Abstract :
[en] In cooperative, connected, and automated mobility (CCAM), the more automated vehicles can perceive, model, and analyze the surrounding environment, the more they become aware and capable of understanding, making decisions, as well as safely and efficiently executing complex driving scenarios. High-definition (HD) maps represent the road environment with unprecedented centimetre-level precision with lane-level semantic information, making them a core component in smart mobility systems, and a key enabler for CCAM technology. These maps provide automated vehicles with a strong prior to understand the surrounding environment. An HD map is also considered as a hidden or virtual sensor, since it aggregates knowledge (mapping) from physical sensors, i.e. LiDAR, camera, GPS and IMU to build a model of the road environment. Maps for automated vehicles are quickly evolving towards a holistic representation of the digital infrastructure of smart cities to include not only road geometry and semantic information, but also live perception of road participants, updates on weather conditions, work zones and accidents. Deployment of autonomous vehicles at a large scale necessitates building and maintaining these maps by a large fleet of vehicles which work cooperatively to continuously keep maps up-to-date for autonomous vehicles in the fleet to function properly.

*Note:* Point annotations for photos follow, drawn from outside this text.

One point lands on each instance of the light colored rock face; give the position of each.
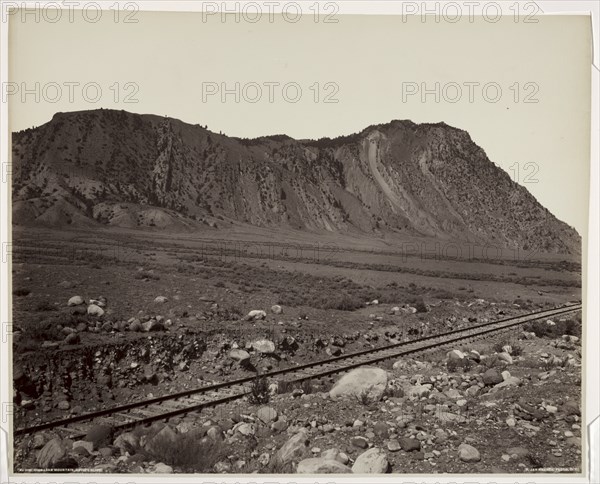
(267, 414)
(491, 377)
(468, 453)
(75, 301)
(335, 454)
(371, 382)
(239, 355)
(455, 355)
(161, 468)
(94, 310)
(51, 453)
(263, 346)
(373, 461)
(293, 449)
(257, 314)
(127, 442)
(505, 357)
(318, 465)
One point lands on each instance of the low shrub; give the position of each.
(188, 452)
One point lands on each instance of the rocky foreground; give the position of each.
(496, 406)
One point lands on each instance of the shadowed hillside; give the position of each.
(129, 170)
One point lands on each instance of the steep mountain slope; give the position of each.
(119, 168)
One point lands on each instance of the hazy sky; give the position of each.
(376, 68)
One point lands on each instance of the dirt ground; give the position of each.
(196, 295)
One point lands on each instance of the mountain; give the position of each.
(129, 170)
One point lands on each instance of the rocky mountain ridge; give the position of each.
(129, 170)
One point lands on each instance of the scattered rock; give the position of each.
(394, 445)
(492, 377)
(455, 355)
(76, 301)
(263, 346)
(72, 339)
(51, 453)
(318, 465)
(256, 315)
(239, 355)
(267, 414)
(127, 442)
(94, 310)
(373, 461)
(99, 435)
(468, 453)
(295, 448)
(360, 442)
(161, 468)
(63, 405)
(368, 382)
(410, 445)
(335, 454)
(152, 325)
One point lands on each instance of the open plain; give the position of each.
(105, 317)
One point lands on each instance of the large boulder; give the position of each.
(267, 414)
(492, 377)
(76, 301)
(94, 310)
(52, 453)
(468, 453)
(319, 465)
(504, 356)
(295, 448)
(335, 454)
(455, 355)
(263, 346)
(256, 315)
(127, 442)
(99, 435)
(239, 355)
(373, 461)
(163, 438)
(368, 382)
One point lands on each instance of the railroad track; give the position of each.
(190, 401)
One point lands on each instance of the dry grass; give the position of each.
(188, 452)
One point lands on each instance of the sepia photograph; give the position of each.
(298, 238)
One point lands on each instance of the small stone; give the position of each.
(360, 442)
(468, 453)
(410, 445)
(76, 301)
(161, 468)
(394, 446)
(94, 310)
(492, 377)
(373, 461)
(72, 339)
(267, 414)
(63, 405)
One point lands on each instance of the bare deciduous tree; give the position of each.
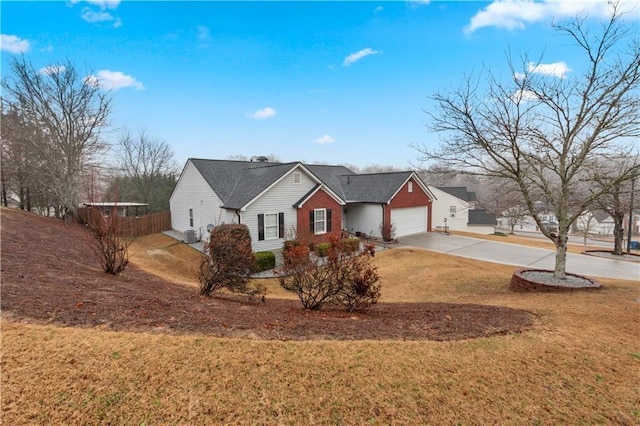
(615, 201)
(146, 161)
(544, 132)
(504, 200)
(70, 110)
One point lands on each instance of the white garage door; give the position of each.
(411, 220)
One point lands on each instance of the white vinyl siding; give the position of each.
(279, 199)
(410, 220)
(445, 205)
(193, 193)
(270, 226)
(364, 218)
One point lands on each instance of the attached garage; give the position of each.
(410, 220)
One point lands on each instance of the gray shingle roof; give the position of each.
(600, 215)
(330, 176)
(459, 192)
(374, 187)
(481, 217)
(238, 182)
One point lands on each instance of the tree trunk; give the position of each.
(618, 233)
(560, 271)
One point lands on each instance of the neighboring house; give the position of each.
(455, 209)
(279, 200)
(120, 209)
(595, 222)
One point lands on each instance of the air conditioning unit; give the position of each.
(190, 236)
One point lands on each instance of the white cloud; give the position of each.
(523, 96)
(102, 4)
(113, 80)
(324, 139)
(93, 17)
(516, 14)
(263, 113)
(52, 69)
(14, 44)
(354, 57)
(556, 69)
(99, 11)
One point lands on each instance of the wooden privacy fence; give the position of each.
(129, 226)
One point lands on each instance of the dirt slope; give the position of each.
(49, 275)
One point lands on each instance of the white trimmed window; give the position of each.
(320, 221)
(270, 226)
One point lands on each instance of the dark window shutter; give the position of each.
(260, 227)
(280, 225)
(312, 219)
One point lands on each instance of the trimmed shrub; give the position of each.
(227, 261)
(350, 245)
(343, 277)
(264, 260)
(321, 249)
(106, 243)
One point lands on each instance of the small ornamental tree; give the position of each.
(360, 289)
(343, 277)
(228, 261)
(105, 241)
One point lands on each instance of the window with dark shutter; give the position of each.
(260, 227)
(280, 225)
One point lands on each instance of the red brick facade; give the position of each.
(319, 200)
(404, 198)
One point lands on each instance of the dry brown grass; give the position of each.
(579, 365)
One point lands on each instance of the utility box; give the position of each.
(189, 236)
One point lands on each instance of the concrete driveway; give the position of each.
(517, 255)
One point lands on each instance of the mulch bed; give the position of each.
(49, 276)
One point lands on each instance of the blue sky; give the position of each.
(332, 82)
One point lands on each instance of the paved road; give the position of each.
(573, 239)
(518, 255)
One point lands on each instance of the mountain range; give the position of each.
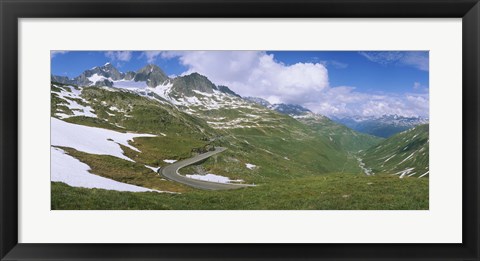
(176, 117)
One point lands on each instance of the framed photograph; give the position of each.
(239, 130)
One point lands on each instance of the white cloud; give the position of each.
(252, 73)
(258, 74)
(151, 55)
(416, 85)
(345, 101)
(417, 59)
(54, 53)
(122, 56)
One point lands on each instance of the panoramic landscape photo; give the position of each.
(239, 130)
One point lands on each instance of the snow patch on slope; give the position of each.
(91, 140)
(71, 171)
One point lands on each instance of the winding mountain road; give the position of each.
(171, 173)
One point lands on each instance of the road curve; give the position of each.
(171, 173)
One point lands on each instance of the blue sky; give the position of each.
(328, 82)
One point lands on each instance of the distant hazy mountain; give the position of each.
(383, 126)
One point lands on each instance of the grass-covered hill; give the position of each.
(137, 128)
(405, 154)
(344, 137)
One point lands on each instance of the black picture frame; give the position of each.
(11, 11)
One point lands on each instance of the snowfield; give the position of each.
(124, 84)
(95, 78)
(212, 178)
(92, 140)
(69, 170)
(75, 107)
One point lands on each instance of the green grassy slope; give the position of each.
(332, 191)
(341, 135)
(404, 154)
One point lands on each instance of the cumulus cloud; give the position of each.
(119, 56)
(151, 55)
(258, 74)
(417, 59)
(345, 101)
(54, 53)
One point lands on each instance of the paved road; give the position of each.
(171, 173)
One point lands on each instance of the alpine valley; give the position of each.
(143, 140)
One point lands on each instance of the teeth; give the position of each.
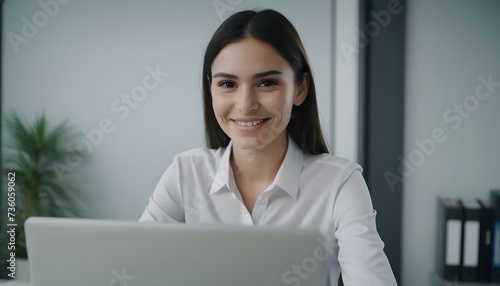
(248, 123)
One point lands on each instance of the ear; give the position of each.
(302, 89)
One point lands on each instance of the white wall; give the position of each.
(79, 62)
(450, 44)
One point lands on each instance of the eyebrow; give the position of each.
(255, 76)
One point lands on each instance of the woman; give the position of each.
(267, 161)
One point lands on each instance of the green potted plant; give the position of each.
(32, 150)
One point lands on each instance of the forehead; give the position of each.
(249, 56)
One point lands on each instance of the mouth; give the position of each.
(250, 123)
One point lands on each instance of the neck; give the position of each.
(259, 165)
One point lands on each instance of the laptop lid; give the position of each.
(83, 252)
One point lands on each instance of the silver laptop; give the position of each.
(85, 252)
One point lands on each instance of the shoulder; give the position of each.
(328, 160)
(337, 167)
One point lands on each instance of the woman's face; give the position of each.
(253, 91)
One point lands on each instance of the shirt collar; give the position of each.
(287, 178)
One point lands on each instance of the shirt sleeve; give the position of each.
(361, 251)
(165, 204)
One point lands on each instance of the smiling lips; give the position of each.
(249, 123)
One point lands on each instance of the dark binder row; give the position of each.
(469, 239)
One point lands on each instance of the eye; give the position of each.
(226, 84)
(267, 83)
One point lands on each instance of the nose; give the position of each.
(247, 100)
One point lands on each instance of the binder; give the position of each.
(485, 241)
(450, 219)
(470, 245)
(495, 270)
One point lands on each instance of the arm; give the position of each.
(165, 204)
(361, 255)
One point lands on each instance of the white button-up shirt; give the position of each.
(321, 192)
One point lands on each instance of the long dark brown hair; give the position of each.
(273, 28)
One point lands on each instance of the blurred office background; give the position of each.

This article provides an extensive review of the various applications of these maps in highly autonomous driving (AD) systems. We review the state-of-the-art of the different approaches and algorithms to build and maintain HD maps. Furthermore, we discuss and synthesise data, communication and infrastructure requirements for the distribution of HD maps. Finally, we review the current challenges and discuss future research directions for the next generation of digital mapping systems.